If I want to be respected by a lover, I have to stop accepting being treated as if I am not valued. Returning to a relationship littered with inconsistent affection and communication, half truths, and unfulfilled agreements (no matter how connecting the other times were) does not say yes to anything but a repeat of my alcoholic upbringing.

I'm saying yes to new, I'm saying yes to the unknown, I'm saying yes to seeing what might happen if I pull the plug on what I thought I wanted, I'm saying yes to staying curious, to living in the mystery of what's next, of not trying to hold onto broken toys, of clearing away space to make room for new adventures: whitewater rafting, visiting Prague, rock climbing. I'm saying yes to expecting if someone says they will be at my door at 6 PM, they will be at my door at 6 PM. Now that will be a new adventure for me.

Tuesday, July 5, 2011

Fire

"For you, O God, tested us; you refined us like silver." --Psalm 66:10

"Nothing splendid was ever created in cold blood. Heat is required to forge anything. Every great accomplishment is the story of a flaming heart." --Arnold H. Glasgow

The past three months, I've kept lighting myself on fire. I'm burning up.

In the Central Valley of California, where I live, temperatures are spiking up to 107 degrees. But every cell of my body is aflame--an internal fire I've built with sticks and starter, in the pit of my belly, in the center of my heart.
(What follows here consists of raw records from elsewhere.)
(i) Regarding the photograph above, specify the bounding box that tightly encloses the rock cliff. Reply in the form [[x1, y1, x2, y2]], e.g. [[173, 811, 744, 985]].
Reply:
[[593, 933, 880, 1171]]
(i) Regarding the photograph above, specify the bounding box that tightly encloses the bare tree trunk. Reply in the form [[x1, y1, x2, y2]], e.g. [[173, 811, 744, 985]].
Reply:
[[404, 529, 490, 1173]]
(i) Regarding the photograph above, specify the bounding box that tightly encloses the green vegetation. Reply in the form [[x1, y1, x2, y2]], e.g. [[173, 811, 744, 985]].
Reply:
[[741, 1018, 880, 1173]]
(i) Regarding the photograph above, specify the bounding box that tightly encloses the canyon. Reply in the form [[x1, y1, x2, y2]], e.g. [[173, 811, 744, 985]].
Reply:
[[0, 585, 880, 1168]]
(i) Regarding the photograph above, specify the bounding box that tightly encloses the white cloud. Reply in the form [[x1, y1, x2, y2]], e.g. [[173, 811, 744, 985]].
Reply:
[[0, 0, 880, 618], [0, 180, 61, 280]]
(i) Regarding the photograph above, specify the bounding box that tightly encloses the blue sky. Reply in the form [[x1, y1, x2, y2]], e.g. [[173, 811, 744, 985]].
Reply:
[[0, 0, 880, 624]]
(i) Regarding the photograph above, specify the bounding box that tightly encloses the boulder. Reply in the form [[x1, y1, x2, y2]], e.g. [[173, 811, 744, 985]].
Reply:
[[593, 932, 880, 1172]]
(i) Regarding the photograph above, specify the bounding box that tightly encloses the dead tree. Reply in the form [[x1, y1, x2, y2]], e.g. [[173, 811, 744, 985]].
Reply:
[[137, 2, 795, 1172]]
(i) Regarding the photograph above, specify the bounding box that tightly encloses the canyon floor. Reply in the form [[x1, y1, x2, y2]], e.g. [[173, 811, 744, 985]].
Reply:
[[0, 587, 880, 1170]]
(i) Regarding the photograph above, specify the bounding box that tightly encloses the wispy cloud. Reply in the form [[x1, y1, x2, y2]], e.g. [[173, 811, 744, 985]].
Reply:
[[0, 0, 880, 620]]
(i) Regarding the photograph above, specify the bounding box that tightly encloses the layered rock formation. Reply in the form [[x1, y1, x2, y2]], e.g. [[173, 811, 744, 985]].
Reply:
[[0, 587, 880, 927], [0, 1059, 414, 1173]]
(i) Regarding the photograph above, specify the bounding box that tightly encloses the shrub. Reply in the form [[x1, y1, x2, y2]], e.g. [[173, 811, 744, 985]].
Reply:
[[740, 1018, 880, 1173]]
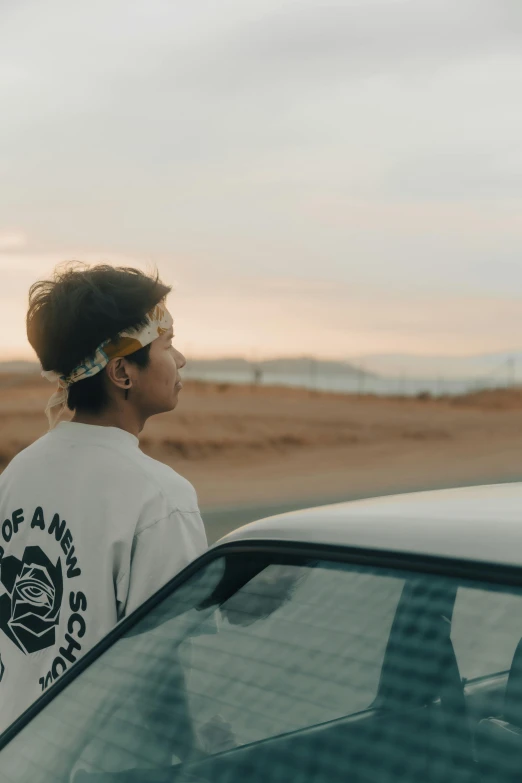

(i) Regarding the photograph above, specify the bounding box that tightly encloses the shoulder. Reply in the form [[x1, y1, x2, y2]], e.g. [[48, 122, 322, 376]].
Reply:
[[0, 434, 49, 481], [132, 451, 199, 514]]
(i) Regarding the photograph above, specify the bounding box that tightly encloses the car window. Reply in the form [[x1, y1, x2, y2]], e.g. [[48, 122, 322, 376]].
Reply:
[[0, 552, 522, 783], [0, 561, 405, 783], [451, 587, 522, 680]]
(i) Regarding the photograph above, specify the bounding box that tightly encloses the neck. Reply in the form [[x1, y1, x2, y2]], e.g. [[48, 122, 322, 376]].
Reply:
[[72, 405, 145, 438]]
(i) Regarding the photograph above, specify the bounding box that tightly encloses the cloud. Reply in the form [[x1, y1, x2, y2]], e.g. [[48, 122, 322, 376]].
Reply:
[[0, 230, 27, 252]]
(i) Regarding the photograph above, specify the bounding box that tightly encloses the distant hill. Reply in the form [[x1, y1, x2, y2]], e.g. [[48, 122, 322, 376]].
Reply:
[[0, 361, 41, 374], [187, 356, 374, 378], [357, 351, 522, 381]]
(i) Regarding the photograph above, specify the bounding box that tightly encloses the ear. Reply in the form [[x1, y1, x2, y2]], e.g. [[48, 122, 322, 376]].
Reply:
[[107, 357, 133, 391]]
And I refuse to douse it in the usual ways--there's so many ways to quiet pain. But there's something being forged here, through the courses I traversed to be with X-man, and now the road away from him. (I've changed his name to X-man because of his great love for super heroes and because I spent all last night x-ing him out--deleting his numbers, burning letters & poems, dumping text messages.)

I do not yet know what I am making, but like anything made by metalsmiths, it's weighty and of value. It will be solid, not hollow.

There's this theory I've pieced together--every time I experience pain, I think it's going to get easier. "Oh, broken-heartedness? I know how to do that! Piece of cake!" Instead, my experience is that it gets harder, more debilitating, as if each time simply stacks onto the last time, eventually leading to this giant bonfire of pain. The problem is, in the past, I've used various methods to keep from staying on fire, extinguishing the feelings before all the firestarter burned away. So the first kindling of disappointment (say my father's fierce frown when I was three) continues to sit there, on the bottom of the pile, continues to fuel the burn I feel whenever someone profoundly disappoints me. In the past, I've used alcohol, food, movies, internet, spending, sex, thoughts of suicide, and etc. to distract and even keep the flames down.

But if I want to burn away all the wreckage of my past, I need to say yes to the fire within me. The anger and rage, the disappointment and hate. I need to pile it up and keep it lit, sheltering it from rain and wind, until all that's left is a pile of ashes that I eventually breathe out, and let loose to the soft breezes of July nights, watch the gray bits of what I used to want swirl up towards the stars, while what remains in my chest is a new heart, made of pure silver, and cooling into place, readying to last.